Chick growing feathers at much slower rate


10 Years
Feb 5, 2009
I have several chicks in the brooder right now, and one of my RIR's seems to be developing feathers much slower than the others. It's around the same size as the other chicks, but while the other RIR's have two or three rows of wing feathers and tail feathers poking through, this little gal (or so I'm hoping
) has only one row of feathers, no tail feathers to speak of, and still has a lot of her chick fuzz. What could cause this? She seems happy and healthy. They are all just over a week old, on medicated chick starter.


10 Years
Feb 5, 2009
Thanks for the replies! But, oh, drat!
I was really hoping that wasn't it......

I've never had a roo before
He shouldn't start exhibiting...err...'rooster behavior' for several months at least, should he? I've heard most roosters are very ill-mannered, is this true? I don't want anyone getting hurt by him if I can't get rid of him for a while


Cows, Chooks & Impys - OH MY!
12 Years
Nov 9, 2007
SW Arkansas
Quote:No, not all roosters are ill-mannered. I wouldn't take a million dollars for my Thor (well, okay maybe a million). He's very protective of the hens without being a bully and he knows I'm the boss and steps out of my way when he sees me coming. Mating behavior is probably several months off for your little boy (if indeed he is a boy). The crowing can start at any time, a couple days old to a year or more old.


11 Years
Apr 6, 2008
Richmond, VA
Feathering is how I sex most of my chicks. Little girls will have tail feathers in less than a week. I have other feather sexing tricks too but you have to start at one day old! Sounds like you have a lil roo there.


10 Years
Mar 15, 2009
We got 15 chicks last November that are RIR roo over a White Leghorn hen, sort of a reverse Golden Comet, and the girls feathered out about twice as fast as the boys.

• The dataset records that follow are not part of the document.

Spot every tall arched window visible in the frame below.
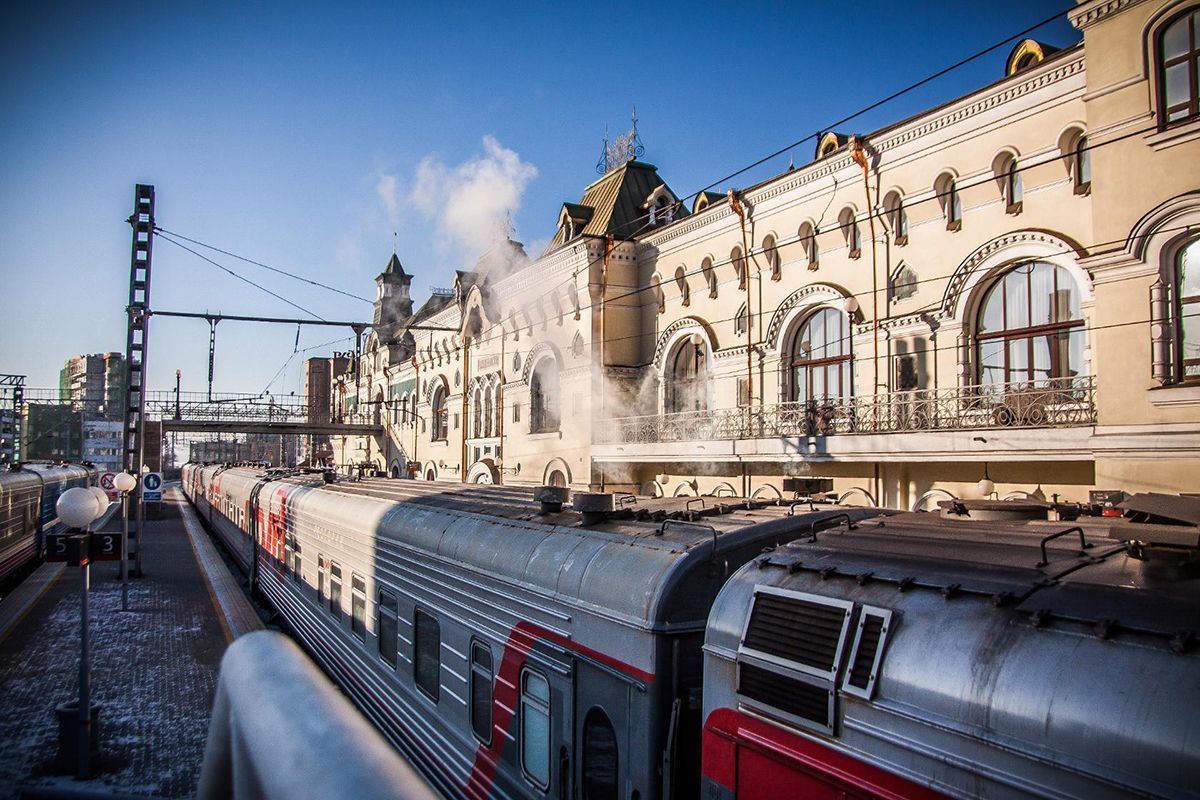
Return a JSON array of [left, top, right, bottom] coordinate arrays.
[[1175, 239, 1200, 381], [700, 257, 718, 297], [1004, 158, 1025, 213], [430, 385, 449, 441], [787, 308, 852, 403], [583, 708, 620, 800], [883, 192, 908, 246], [529, 356, 558, 433], [978, 261, 1086, 386], [665, 335, 708, 414], [934, 173, 962, 230], [676, 266, 691, 306], [762, 235, 784, 281], [1158, 11, 1200, 126], [799, 222, 821, 270], [730, 247, 749, 289], [472, 386, 484, 439], [484, 386, 496, 437]]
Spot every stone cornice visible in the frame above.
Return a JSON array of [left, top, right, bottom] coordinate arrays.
[[641, 52, 1089, 248], [1067, 0, 1142, 30]]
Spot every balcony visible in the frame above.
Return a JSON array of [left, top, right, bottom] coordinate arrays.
[[595, 375, 1096, 445]]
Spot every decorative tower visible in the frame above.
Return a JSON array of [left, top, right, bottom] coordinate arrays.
[[373, 253, 413, 339]]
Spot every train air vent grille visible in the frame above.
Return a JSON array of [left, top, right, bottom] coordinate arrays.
[[742, 589, 851, 680], [841, 606, 892, 699], [738, 663, 832, 728]]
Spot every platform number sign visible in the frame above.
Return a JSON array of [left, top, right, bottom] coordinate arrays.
[[100, 473, 121, 503], [142, 473, 162, 503]]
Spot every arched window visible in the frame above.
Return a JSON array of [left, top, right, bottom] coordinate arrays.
[[787, 308, 852, 403], [1158, 11, 1200, 127], [1074, 136, 1092, 194], [762, 235, 784, 281], [799, 222, 821, 270], [934, 173, 962, 230], [1174, 239, 1200, 381], [700, 257, 716, 297], [472, 386, 484, 439], [978, 261, 1086, 386], [529, 356, 558, 433], [838, 206, 863, 258], [430, 384, 449, 441], [676, 266, 691, 306], [583, 708, 620, 800], [665, 335, 708, 414], [484, 386, 496, 437], [730, 247, 748, 289], [883, 192, 908, 246], [1004, 158, 1025, 213]]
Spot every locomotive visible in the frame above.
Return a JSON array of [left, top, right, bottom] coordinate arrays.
[[182, 464, 1200, 800], [0, 463, 96, 585]]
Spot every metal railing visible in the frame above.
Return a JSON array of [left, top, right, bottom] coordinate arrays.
[[596, 375, 1096, 444], [197, 631, 438, 800]]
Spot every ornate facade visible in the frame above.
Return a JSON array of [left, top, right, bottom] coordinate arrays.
[[335, 0, 1200, 507]]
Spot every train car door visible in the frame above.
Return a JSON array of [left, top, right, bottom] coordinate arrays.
[[576, 658, 644, 800]]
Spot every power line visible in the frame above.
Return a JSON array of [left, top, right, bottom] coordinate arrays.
[[158, 234, 325, 321], [155, 225, 374, 302]]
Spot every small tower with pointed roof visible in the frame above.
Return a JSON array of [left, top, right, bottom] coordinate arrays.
[[373, 253, 413, 338]]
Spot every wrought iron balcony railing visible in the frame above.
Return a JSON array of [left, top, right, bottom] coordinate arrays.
[[596, 375, 1096, 444]]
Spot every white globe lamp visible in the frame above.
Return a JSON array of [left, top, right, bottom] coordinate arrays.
[[88, 486, 108, 517], [54, 486, 107, 528], [113, 473, 138, 492]]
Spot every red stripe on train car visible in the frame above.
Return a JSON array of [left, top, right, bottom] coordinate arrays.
[[701, 709, 948, 800]]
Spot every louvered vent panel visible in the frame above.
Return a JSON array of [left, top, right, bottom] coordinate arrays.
[[848, 614, 883, 691], [745, 594, 846, 672], [738, 663, 829, 727]]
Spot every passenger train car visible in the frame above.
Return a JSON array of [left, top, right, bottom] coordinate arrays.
[[0, 464, 96, 585], [702, 503, 1200, 800], [184, 464, 1200, 800], [184, 465, 876, 800]]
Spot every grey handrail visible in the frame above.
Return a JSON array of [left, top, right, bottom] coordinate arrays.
[[197, 631, 438, 800]]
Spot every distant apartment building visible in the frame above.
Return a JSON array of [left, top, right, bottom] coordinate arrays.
[[20, 403, 83, 462], [59, 353, 127, 420]]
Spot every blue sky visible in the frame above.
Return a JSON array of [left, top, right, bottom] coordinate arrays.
[[0, 0, 1078, 393]]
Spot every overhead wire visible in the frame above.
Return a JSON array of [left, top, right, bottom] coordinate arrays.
[[158, 234, 328, 323], [155, 225, 374, 302]]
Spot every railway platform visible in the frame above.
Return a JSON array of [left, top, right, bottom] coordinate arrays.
[[0, 489, 262, 800]]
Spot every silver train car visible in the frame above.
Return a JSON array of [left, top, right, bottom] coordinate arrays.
[[702, 503, 1200, 800], [182, 464, 878, 800], [0, 463, 96, 585]]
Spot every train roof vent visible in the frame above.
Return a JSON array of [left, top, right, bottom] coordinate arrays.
[[738, 663, 834, 732], [841, 606, 892, 700], [740, 587, 853, 680]]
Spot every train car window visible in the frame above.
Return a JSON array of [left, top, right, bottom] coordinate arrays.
[[413, 608, 442, 703], [470, 639, 492, 745], [521, 669, 550, 789], [329, 561, 342, 621], [583, 709, 618, 800], [350, 575, 367, 642], [317, 553, 325, 603], [378, 590, 398, 667]]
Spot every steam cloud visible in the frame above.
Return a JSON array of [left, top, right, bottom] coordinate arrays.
[[405, 136, 538, 260]]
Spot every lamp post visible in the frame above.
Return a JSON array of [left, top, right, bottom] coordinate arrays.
[[113, 473, 138, 612], [55, 486, 108, 780]]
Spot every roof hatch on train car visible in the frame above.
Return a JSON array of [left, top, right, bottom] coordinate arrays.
[[737, 587, 853, 733]]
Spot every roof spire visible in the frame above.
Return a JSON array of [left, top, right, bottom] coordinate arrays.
[[596, 106, 646, 175]]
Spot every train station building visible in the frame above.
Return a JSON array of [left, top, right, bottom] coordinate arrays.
[[330, 0, 1200, 509]]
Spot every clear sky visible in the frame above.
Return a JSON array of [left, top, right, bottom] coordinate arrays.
[[0, 0, 1079, 393]]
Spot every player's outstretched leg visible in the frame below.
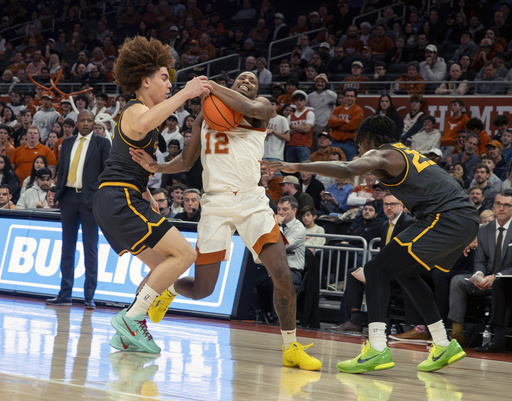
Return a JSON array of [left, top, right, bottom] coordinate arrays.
[[336, 341, 395, 373], [148, 289, 178, 323], [418, 340, 466, 372]]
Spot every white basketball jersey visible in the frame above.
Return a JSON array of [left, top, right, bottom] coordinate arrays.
[[201, 121, 267, 193]]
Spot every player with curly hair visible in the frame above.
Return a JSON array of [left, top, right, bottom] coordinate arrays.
[[93, 36, 212, 353]]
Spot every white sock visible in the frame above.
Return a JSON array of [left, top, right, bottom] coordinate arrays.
[[281, 329, 297, 349], [126, 284, 160, 318], [368, 322, 387, 352], [427, 320, 450, 347], [167, 284, 178, 295]]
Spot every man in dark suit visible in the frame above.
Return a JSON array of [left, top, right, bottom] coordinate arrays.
[[448, 189, 512, 346], [331, 193, 416, 333], [46, 110, 110, 309]]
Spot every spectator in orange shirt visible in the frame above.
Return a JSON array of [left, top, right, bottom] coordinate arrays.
[[342, 25, 364, 55], [11, 126, 57, 183], [0, 125, 14, 158], [466, 117, 491, 156], [367, 24, 395, 54], [441, 98, 469, 161], [394, 61, 426, 95], [277, 78, 299, 111], [327, 89, 364, 161], [340, 61, 370, 94]]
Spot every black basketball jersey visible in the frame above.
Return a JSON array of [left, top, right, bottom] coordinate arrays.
[[99, 99, 159, 192], [379, 143, 477, 218]]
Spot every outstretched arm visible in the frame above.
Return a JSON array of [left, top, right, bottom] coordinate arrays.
[[262, 150, 405, 178]]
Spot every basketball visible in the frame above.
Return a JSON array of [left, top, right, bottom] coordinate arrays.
[[203, 95, 244, 131]]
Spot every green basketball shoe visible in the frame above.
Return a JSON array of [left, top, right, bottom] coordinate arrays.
[[418, 340, 466, 372], [336, 341, 395, 373]]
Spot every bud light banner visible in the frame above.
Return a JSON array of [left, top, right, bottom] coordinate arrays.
[[0, 214, 245, 316]]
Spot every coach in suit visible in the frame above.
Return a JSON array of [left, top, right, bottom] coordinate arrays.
[[448, 189, 512, 343], [46, 110, 110, 309], [331, 193, 416, 332]]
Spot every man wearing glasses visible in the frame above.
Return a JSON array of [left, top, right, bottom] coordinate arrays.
[[448, 189, 512, 352], [268, 115, 480, 373]]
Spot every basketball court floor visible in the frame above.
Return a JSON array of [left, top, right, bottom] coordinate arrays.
[[0, 295, 512, 401]]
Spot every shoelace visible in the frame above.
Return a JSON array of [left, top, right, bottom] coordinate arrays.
[[361, 341, 370, 355], [135, 319, 153, 340], [428, 342, 437, 359], [295, 343, 313, 351]]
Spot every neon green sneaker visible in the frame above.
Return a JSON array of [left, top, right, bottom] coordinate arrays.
[[148, 290, 178, 323], [110, 309, 161, 354], [336, 341, 395, 373], [283, 343, 322, 370], [418, 340, 466, 372]]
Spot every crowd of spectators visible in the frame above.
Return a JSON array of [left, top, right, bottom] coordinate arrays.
[[0, 0, 512, 346]]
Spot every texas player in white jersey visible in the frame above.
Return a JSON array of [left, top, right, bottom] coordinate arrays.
[[131, 71, 322, 370]]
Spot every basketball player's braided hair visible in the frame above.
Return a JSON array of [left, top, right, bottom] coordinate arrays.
[[114, 36, 174, 95], [355, 114, 396, 147]]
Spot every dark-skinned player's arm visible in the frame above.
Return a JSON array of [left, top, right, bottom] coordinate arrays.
[[262, 150, 396, 178], [130, 113, 203, 174], [210, 77, 274, 121]]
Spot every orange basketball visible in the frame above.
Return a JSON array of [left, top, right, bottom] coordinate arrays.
[[203, 95, 244, 131]]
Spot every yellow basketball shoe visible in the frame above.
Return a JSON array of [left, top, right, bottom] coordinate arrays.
[[148, 290, 178, 323], [283, 342, 322, 370]]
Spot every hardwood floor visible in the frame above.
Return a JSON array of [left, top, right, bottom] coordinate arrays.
[[0, 295, 512, 401]]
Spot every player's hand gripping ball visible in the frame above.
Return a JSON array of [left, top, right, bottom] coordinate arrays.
[[203, 95, 244, 132]]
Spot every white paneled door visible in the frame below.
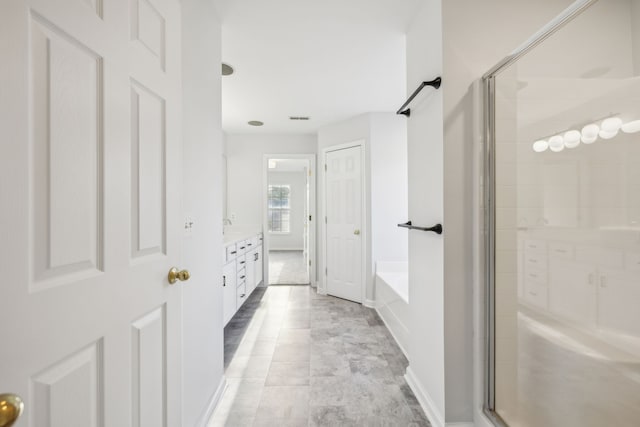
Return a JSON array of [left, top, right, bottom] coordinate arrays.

HOWEVER, one we thought was a boy because it feathered out even slower than the other boys, turned out to be a hen. We were sure it was a roo for a while, but while the boys were getting huge and crowing like mad, Bonsai took on all hen behavior and she doesn't even have a comb as big as the rest of the ladies. She is pretty much the runt of the hatch, a bit smaller than the rest, but a real sweetie.

So it's not necessarily a roo, could just be a slow-featherer. Keeping my fingers crossed for you that it is. If not, though, roos can be quite sweet, it's all individual. And some hens can be really mean!


12 Years
May 8, 2008
North Carolina
Quote:Imagine my horror when 2 of my 6 "pullets" turned out to be roos last Spring. One had to go almost immediately after he started crowing because he was too aggressive for my banty girls. I started trying to find the 2nd one a home, with no luck, but then I learned that I had to judge each by his own actions. Here it is 10 months later and that 2nd roo is still with us.... and I ADORE him!
He's even in my avatar.


10 Years
Feb 25, 2009
Vancouver, WA
I have to say that one of my males is the biggest, most feathered chick (mine are six weeks old) and the other is the most delayed. The girls (11 for sure and two that I'm still figuring out) are all feathering at different rates. I would say it doesn't mean it's a boy for sure, though I have definitely read that it can be an indicator. I just think it varies a lot from case to case. You can at least hold out hope!